Encoding syntactic objects and Merge operations in function spaces
This work addresses the theoretical foundation for neurocomputational models of syntax, offering a mathematical framework that could impact linguistics and cognitive science, though it appears incremental in applying existing algebraic methods to syntax.
The paper tackles the problem of representing syntactic structures mathematically by showing that lexical items as functions in a function space can be faithfully represented, with Merge operations implemented via algebraic structures like Hopf algebras, and demonstrates a neurocomputational realization possibility. It includes a specific case using cross-frequency phase synchronization on sinusoidal waves to express Merge in terms of a semiring's successor function.

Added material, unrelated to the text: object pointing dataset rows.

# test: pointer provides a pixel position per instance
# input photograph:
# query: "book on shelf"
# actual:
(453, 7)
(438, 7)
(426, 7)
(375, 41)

We provide a mathematical argument showing that, given a representation of lexical items as functions (wavelets, for instance) in some function space, it is possible to construct a faithful representation of arbitrary syntactic objects in the same function space. This space can be endowed with a commutative non-associative semiring structure built using the second Renyi entropy. The resulting representation of syntactic objects is compatible with the magma structure. The resulting set of functions is an algebra over an operad, where the operations in the operad model circuits that transform the input wave forms into a combined output that encodes the syntactic structure. The action of Merge on workspaces is faithfully implemented as action on these circuits, through a coproduct and a Hopf algebra Markov chain. The results obtained here provide a constructive argument showing the theoretical possibility of a neurocomputational realization of the core computational structure of syntax. We also present a particular case of this general construction where this type of realization of Merge is implemented as a cross frequency phase synchronization on sinusoidal waves. This also shows that Merge can be expressed in terms of the successor function of a semiring, thus clarifying the well known observation of its similarities with the successor function of arithmetic.